The disclosure generally relates to computing arrangements based on computational models (e.g., CPC G06N) and electrical digital data processing related to handling natural language data (e.g., CPC G06F 40/00).
An application programming interface (API) is an interface for software or programs to communicate with an application or a service for which the API is defined. A specification describes expectations of an API implementation with rules, architecture, and/or protocols. Implementation of an API is usually with a software library and/or function definitions. A “web API” refers to an API that provides an interface for a client (e.g., an application or service) to access a resource of a server (e.g., an application, service, or platform), typically using the Hypertext Transfer Protocol (HTTP). A web API can be a REST or RESTful API, which means the API specification conforms to the representational state transfer architectural design principles.
Embodiments of the disclosure may be better understood by referencing the accompanying drawings.
The description that follows includes example systems, methods, techniques, and program flows to aid in understanding the disclosure and not to limit claim scope. Well-known instruction instances, protocols, structures, and techniques have not been shown in detail for conciseness.
Use of the phrase “at least one of” preceding a list with the conjunction “and” should not be treated as an exclusive list and should not be construed as a list of categories with one item from each category, unless specifically stated otherwise. A clause that recites “at least one of A, B, and C” can be infringed with only one of the listed items, multiple of the listed items, and one or more of the items in the list and another item not listed.
A “security appliance” as used herein refers to any hardware or software instance for cybersecurity.
A “pipeline” as used herein refers to a set of processing elements (e.g., a software tool, application, process, thread, etc.) arranged in sequence to receive input from a preceding element and output to a next element.
A malicious actor can use an API for a cyberattack and can use an API for data leakage, which in some cases is enabled by a cyberattack. An attack in the context of web APIs will involve multiple API calls that collectively exhibit malicious behavior. Detecting this malicious behavior from the API calls is challenging due to network traffic volume, especially at enterprise scale, and dynamicity of APIs (change to existing APIs, new APIs). A generative artificial intelligence (AI) pipeline has been created that employs aspects of natural language processing (NLP) to detect intents of web API calls and then summarizes the behavior expressed by the collective of intents. The pipeline uses a lightweight language model for intent classification of URLs corresponding to API calls in a time interval. The pipeline associates the intent classifications with metadata corresponding to the URLs and feeds this into another lightweight language model that summarizes the intent classifications and metadata. The natural language summarization describes exhibited behavior in a manner that can be understood by a wider audience than security experts. The capability to detect intents of API calls occurring in network traffic increases visibility and control of user behavior, particularly in Software-as-a-Service (SaaS) environments. Furthermore, the enhanced visibility of user behavior with the created pipeline recognizes new and previously unseen API calls from live network traffic at enterprise scale.
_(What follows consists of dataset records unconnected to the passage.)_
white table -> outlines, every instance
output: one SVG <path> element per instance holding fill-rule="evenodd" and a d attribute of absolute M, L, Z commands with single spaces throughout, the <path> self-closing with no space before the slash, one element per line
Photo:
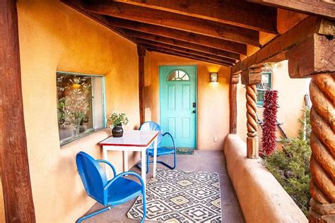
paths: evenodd
<path fill-rule="evenodd" d="M 153 177 L 156 175 L 157 166 L 157 136 L 158 131 L 126 130 L 123 137 L 110 137 L 99 143 L 102 146 L 103 157 L 108 160 L 107 151 L 123 151 L 124 171 L 128 171 L 128 151 L 141 152 L 141 176 L 144 186 L 146 185 L 146 149 L 153 143 Z M 109 168 L 105 165 L 105 171 L 109 179 Z"/>

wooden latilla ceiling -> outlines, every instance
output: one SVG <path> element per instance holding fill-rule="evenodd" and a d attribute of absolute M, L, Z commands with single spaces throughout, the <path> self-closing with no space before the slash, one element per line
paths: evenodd
<path fill-rule="evenodd" d="M 149 51 L 226 66 L 278 34 L 276 8 L 244 1 L 62 1 Z"/>

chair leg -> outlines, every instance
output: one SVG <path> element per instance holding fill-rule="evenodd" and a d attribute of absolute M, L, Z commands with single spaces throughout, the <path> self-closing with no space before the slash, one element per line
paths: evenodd
<path fill-rule="evenodd" d="M 86 219 L 89 217 L 93 217 L 93 216 L 97 215 L 98 214 L 102 213 L 102 212 L 104 212 L 107 210 L 111 210 L 112 207 L 113 207 L 113 206 L 110 205 L 110 206 L 108 206 L 108 207 L 105 207 L 102 209 L 98 210 L 96 212 L 94 212 L 93 213 L 88 214 L 87 215 L 84 215 L 84 216 L 81 217 L 81 218 L 79 218 L 78 220 L 76 220 L 76 223 L 80 223 L 83 220 L 85 220 L 85 219 Z"/>
<path fill-rule="evenodd" d="M 146 174 L 148 174 L 149 172 L 149 155 L 147 153 L 146 154 Z M 136 164 L 136 167 L 139 168 L 139 169 L 142 169 L 142 162 L 139 162 Z"/>
<path fill-rule="evenodd" d="M 143 205 L 143 217 L 141 220 L 141 223 L 143 223 L 146 216 L 146 193 L 144 189 L 142 189 L 142 205 Z"/>
<path fill-rule="evenodd" d="M 170 169 L 174 169 L 176 168 L 177 167 L 177 153 L 176 153 L 176 150 L 175 150 L 175 152 L 173 153 L 173 167 L 169 165 L 168 164 L 163 162 L 163 161 L 158 161 L 157 160 L 157 162 L 158 163 L 160 163 L 163 166 L 165 166 L 166 167 Z"/>

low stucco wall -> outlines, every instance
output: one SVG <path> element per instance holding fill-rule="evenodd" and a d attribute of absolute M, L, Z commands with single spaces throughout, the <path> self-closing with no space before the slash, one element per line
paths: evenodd
<path fill-rule="evenodd" d="M 247 158 L 247 146 L 240 136 L 228 135 L 223 150 L 228 174 L 247 222 L 307 222 L 261 159 Z"/>

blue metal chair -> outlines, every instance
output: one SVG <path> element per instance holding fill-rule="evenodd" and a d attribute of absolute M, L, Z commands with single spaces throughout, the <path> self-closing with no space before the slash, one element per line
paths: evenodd
<path fill-rule="evenodd" d="M 172 135 L 169 133 L 163 133 L 162 129 L 160 128 L 160 125 L 153 121 L 147 121 L 143 123 L 139 127 L 139 130 L 151 130 L 151 131 L 159 131 L 160 133 L 158 136 L 158 143 L 157 143 L 157 157 L 168 155 L 173 154 L 173 167 L 165 163 L 163 161 L 157 160 L 158 163 L 160 163 L 169 169 L 173 169 L 176 167 L 177 165 L 177 159 L 176 159 L 176 147 L 175 144 L 175 140 L 173 139 Z M 169 135 L 172 140 L 173 147 L 160 147 L 160 143 L 164 136 Z M 151 145 L 147 150 L 146 152 L 146 173 L 149 171 L 149 163 L 153 162 L 153 161 L 149 161 L 149 156 L 153 157 L 153 145 Z M 136 167 L 141 169 L 141 163 L 137 164 Z"/>
<path fill-rule="evenodd" d="M 111 210 L 114 205 L 120 205 L 127 201 L 142 195 L 143 208 L 143 218 L 146 219 L 146 193 L 142 178 L 136 173 L 127 171 L 116 174 L 113 165 L 105 159 L 94 159 L 84 152 L 79 152 L 76 156 L 77 168 L 81 181 L 88 196 L 105 206 L 104 208 L 93 213 L 83 216 L 76 222 L 91 217 L 98 214 Z M 107 180 L 105 171 L 98 163 L 105 163 L 112 168 L 114 177 Z M 139 179 L 141 184 L 134 181 L 127 179 L 123 176 L 133 175 Z"/>

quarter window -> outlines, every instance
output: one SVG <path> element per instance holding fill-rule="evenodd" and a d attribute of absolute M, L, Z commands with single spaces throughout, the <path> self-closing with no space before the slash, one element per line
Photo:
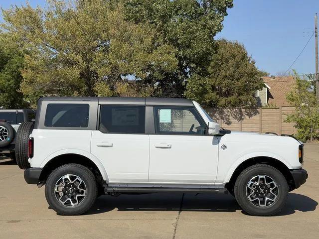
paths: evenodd
<path fill-rule="evenodd" d="M 104 133 L 144 133 L 145 107 L 101 106 L 99 129 Z"/>
<path fill-rule="evenodd" d="M 206 125 L 192 107 L 155 107 L 158 133 L 205 134 Z"/>
<path fill-rule="evenodd" d="M 86 104 L 49 104 L 44 126 L 86 127 L 89 123 L 89 108 Z"/>

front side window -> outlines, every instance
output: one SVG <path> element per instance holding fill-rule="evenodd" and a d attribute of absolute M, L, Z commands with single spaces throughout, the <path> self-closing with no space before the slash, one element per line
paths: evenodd
<path fill-rule="evenodd" d="M 86 104 L 49 104 L 44 126 L 86 127 L 89 123 L 89 108 Z"/>
<path fill-rule="evenodd" d="M 155 107 L 157 133 L 205 134 L 206 126 L 193 107 Z"/>
<path fill-rule="evenodd" d="M 101 106 L 100 131 L 104 133 L 144 133 L 145 107 Z"/>

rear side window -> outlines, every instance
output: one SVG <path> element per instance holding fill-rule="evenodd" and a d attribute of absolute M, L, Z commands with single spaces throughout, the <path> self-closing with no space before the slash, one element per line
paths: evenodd
<path fill-rule="evenodd" d="M 11 124 L 22 123 L 23 120 L 23 113 L 19 112 L 0 112 L 0 120 L 6 121 Z"/>
<path fill-rule="evenodd" d="M 89 108 L 86 104 L 49 104 L 44 126 L 86 127 L 89 123 Z"/>
<path fill-rule="evenodd" d="M 144 133 L 145 107 L 101 106 L 99 129 L 104 133 Z"/>

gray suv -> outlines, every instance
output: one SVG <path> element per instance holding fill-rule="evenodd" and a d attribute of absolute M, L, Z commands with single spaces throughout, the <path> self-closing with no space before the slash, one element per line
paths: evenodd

At stage A, the event filter 103 receives traffic logs in a time interval and filters out traffic logs with URLs that do not correspond to API calls. The network traffic logs communicated to the pipeline 102 are already limited to those with URLs detected therein. Since the pipeline analysis is based on API calls, the event filter 102 filters out traffic logs with URLs that do not correspond to APIs. This filtering can be implemented based on keyword detection, machine learning (e.g., regression analysis), or a combination that incorporates keywords into features for analysis by a machine learning model. The event filter 103 passes the URLs of filtered traffic logs to the natural language preprocessor 105.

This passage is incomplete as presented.